Review of Cidre Bouche Brut De Normandie (2011) from Etienne Dupont.
Interesting side note on vintages: In the U.S. current law does not state that cidermakers are allowed to put a vintage or harvest date (only winemakers). Therefore it is rare to see it here, despite the variations in a cider from year to year. Its great to be able to compare reviews and know that you are actually comparing apples to apples (vs. a different vintage of the same cider).
Cider: Cidre Bouche Brut De Normandie, 2011 vintage
Cidery: Etienne Dupont
Cidery Location: Victot-Pontfol France
How Supplied: 375ml bottle (also available in 750ml size)
Availability: Semi-wide release. See their list of distributors.
Cider Description: Cidre Bouché is created using the traditional method of the Pays d’Auge. Full of fruit and freshness, the taste reveals the aromas of apples and citrus with finesse (“cidre bouché” is a generic term for traditional cider, literally “cider under cork”).
Terroir: Nutrient poor clay and marl soil, perfect for giving small fruit.
Varieties: 80% of bittersweet apples; 20% of acid apples
Harvesting: from October to November
Techniques used: Controlled fermentation in stainless steel vats. Indigenous yeasts. Stabilization of the cider is sought by carrying out successive racking. The fermentation is controlled by successive racking. The cider is bottled unpasteurized between March and April. Density (O.G.): 1060 after pressing, equivalent to 134 g of sugar per litre. 1024 when bottled, which gives 5% alcohol after bottle fermentation has finished.
If well cellared, it can be kept for 5 years after bottling, Because the cider is on its lees, the mouth will improve and become more complex.
Cidery Description: The Louis Dupont Family estate consists of 30 hectares (74 acres) of orchards in Normandy, in the heart of the Pays d’Auge region. The estate produces ciders, pommeau and calvados. For more than 25 years now, the Estate has resolutely followed a path towards high quality. By drawing on the best techniques used to make cognac and its great blends, Etienne Dupont has studied, tried out and refined his cellar work to reach the same levels ofelegance and expressiveness as found in the best wines. Some of these techniques, such as manual sorting of the apples, and even working with an oenologist are found only very rarely in the making of cider.
But just as for wine, the quality of the apples is still the first essential step. It is only after this that the creation of cider can make the most of the apple and its terroir. Specialities of the estate: Ciders bearing a vintage date… a cider blend aged in oak… a blend using traditional methods of making sparkling wines… an apple “sweet wine”… cask strength calvados. Thanks to their qualities of elegance and authenticity, the ciders and calvados from the Domaine Dupont are nowadays appreciated in many countries world-wide. A very great majority of its production goes for export.
Where Bought: Total Wine
Where Drank: home
How Found: Recommendation from a fellow cider lover
First Impression: High carbonation and foam. Smells of rich ripe apples, yeast, with a slight funkiness. Hazy deep orange-amber hue.

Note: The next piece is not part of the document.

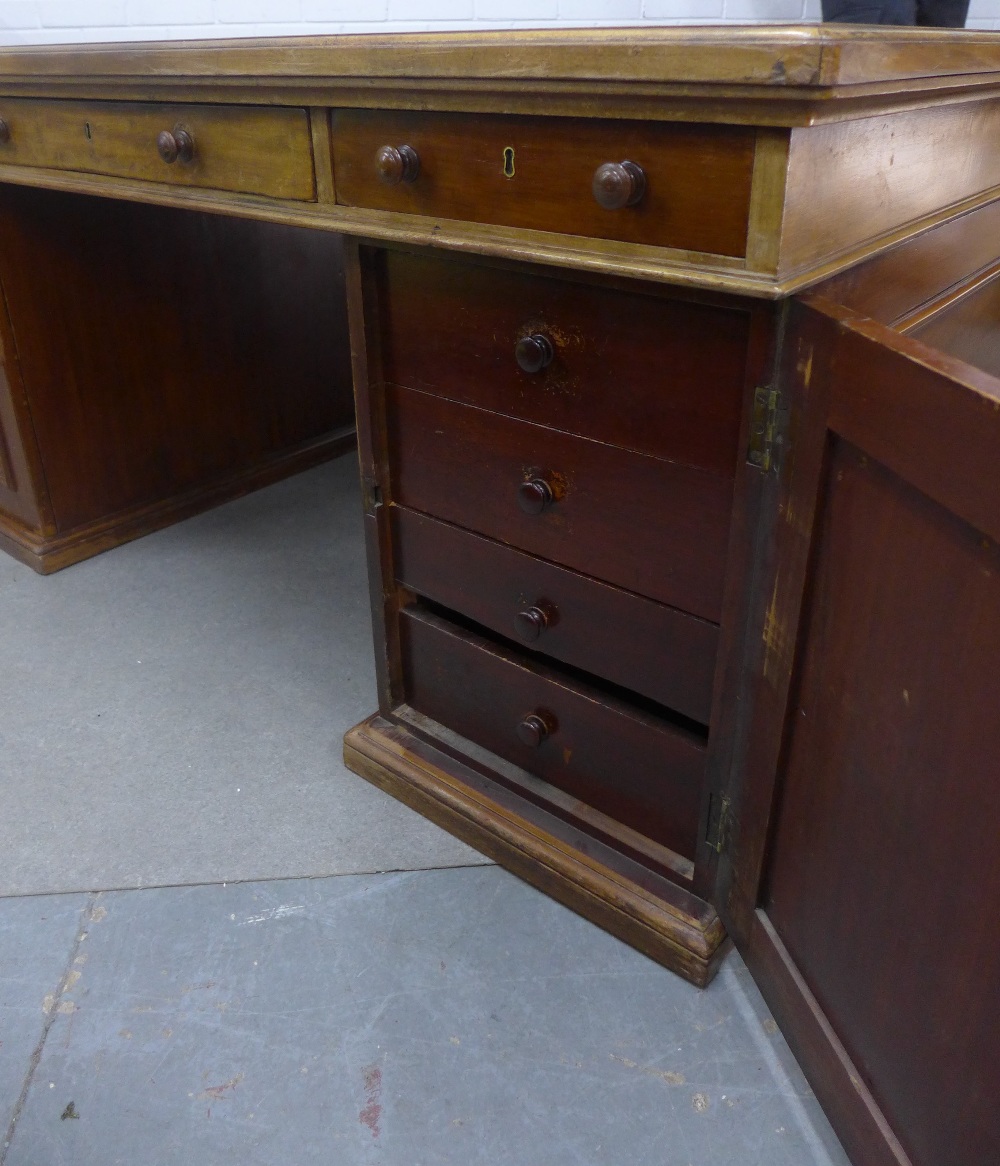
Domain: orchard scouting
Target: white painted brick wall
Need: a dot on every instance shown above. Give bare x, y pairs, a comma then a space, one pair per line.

Opinion: Semi-dry. Very yeasty, earthy, and beer-like. Low acidity. Moderate bitterness. Moderate tannins. Mild sourness and tartness. Mild to moderate funk. Full bodied. More foam than fizz. Long finish. I didn’t find this cider very apple-forward…its other qualities such as the bitterness, funkiness, and foam were a bit overpowering for my palate. It left me wanting the rich ripe apple flavor that I smelled.
Most Similar to: The beer-like aspect reminds me of Square Mile Original, but that is a completely different style of cider. I’ve only tried a handful of French ciders, but I seem to be picking up on two categories…the drier funky ones and the sweeter apple-forward ones. As far as the French ciders I’ve tried, this is more along the lines of Manoir du Parc Authentic Cidre (vs. Le Brun Organic Cidre, Celt Cidre Breton Traditionnel, or Dan Armor Cuvee Speciale Cidre Brut). This one was the former, while I definitely like the later, with the Dan Armor being my favorite so far (especially for $5!).
Closing Notes: I wasn’t really a fan. My husband was though (which makes sense as he is a beer fan). However, Etienne Dupont seems to be a big hit in the cider community, so this is great example of why its great there are so many ciders…there is something for everyone. Just because I didn’t care for a cider doesn’t mean you won’t! It appears that most of their ciders have these qualities (and that this may be on the milder side for them), but I may have to do more research to see if I’d be open to trying any of their other ciders. Often not liking a cider will have me want to try something else from the cidery as much as liking a cider will.
Note that it appears this bottle had been in the store for quite awhile. I bought it in the last month, yet I was able to find reviews online of the 2012, 2013, and 2014 vintages. Being in the store (vs. cellared with light & temperature control) can unpredictably impact the flavor, so its unknown how the flavor of this cider changed during that time.
Have you tried Etienne Dupont Cidre Bouche Brut De Normandie, or any other French ciders? What did you think?